Hi everyone, its been awhile since I have posted but I have been here, just haven't had the nerve....
So I found myself very torn lately with something and was wondering if anyone has had a similar experience.....My T has been working very hard with me with getting through some difficult things this year, a death, anxiety unrelated and related, relationship things, etc. He's very patient with my more often than not unwillingness to always open up, To the point that I sometimes feel bad for not being able to do it sometimes. We have made some progress on something recently and I got the feeling that he was relieved that I was willing to be open during this. But it came with a price, I didn't realize until the other day that I have been fighting the urge to do something different to help when I am overwhelmed, a not so healthy way of managing. I don't want him to think that he caused it or that I was pushed into these thought because of the work we have done lately, its extremely unlike me to think that way so I don't want him to think something is going wrong.

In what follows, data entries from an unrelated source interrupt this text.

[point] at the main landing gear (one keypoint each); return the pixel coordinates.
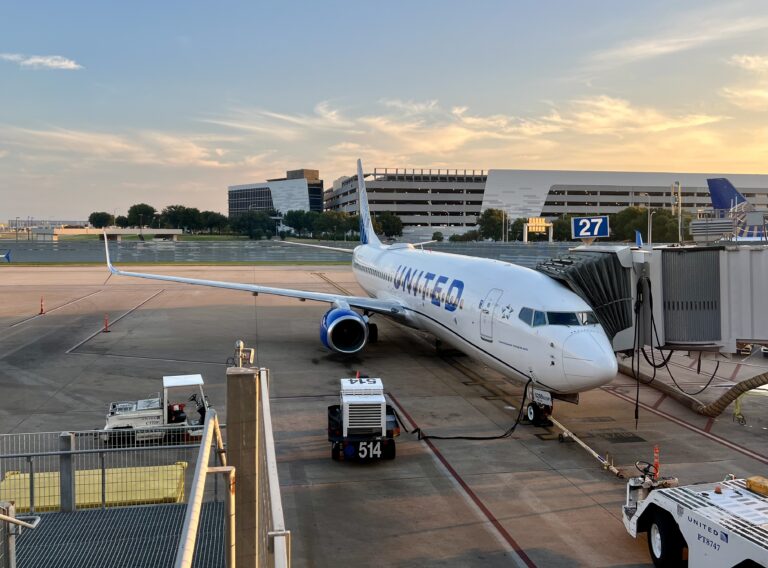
(538, 414)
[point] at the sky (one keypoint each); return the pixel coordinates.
(107, 104)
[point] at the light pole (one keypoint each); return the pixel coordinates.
(649, 230)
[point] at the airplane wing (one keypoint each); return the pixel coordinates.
(386, 307)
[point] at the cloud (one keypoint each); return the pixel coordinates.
(755, 98)
(608, 115)
(141, 147)
(754, 63)
(41, 61)
(684, 36)
(753, 95)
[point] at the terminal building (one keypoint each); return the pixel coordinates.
(453, 199)
(299, 190)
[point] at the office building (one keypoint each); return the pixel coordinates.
(299, 190)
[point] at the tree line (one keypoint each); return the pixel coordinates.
(332, 225)
(254, 224)
(171, 217)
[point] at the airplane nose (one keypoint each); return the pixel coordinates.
(588, 360)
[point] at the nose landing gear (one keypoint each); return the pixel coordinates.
(538, 414)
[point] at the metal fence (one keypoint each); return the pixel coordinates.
(5, 553)
(64, 471)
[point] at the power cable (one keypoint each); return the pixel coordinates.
(636, 349)
(506, 434)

If we stop the work we are currently doing there are 2 scenarios I see happening:
1: I may not think these thing again and not currently be so overwhelmed
2: He gave me some insight in why were working the way we are and the end result is something I want very much, its the things in between that I think are giving me issues(apparently the point of discussing them lol)
hes using mindfulness with this process to help me stay in the present, I have used mindfulness before with him with good results so he is catering it to this specific course.
anyone ever find themselves in the position where they don't want to let the T down and not give up on a process because you know what you will get at the end but are ashamed of some of the things that happen as a result of it?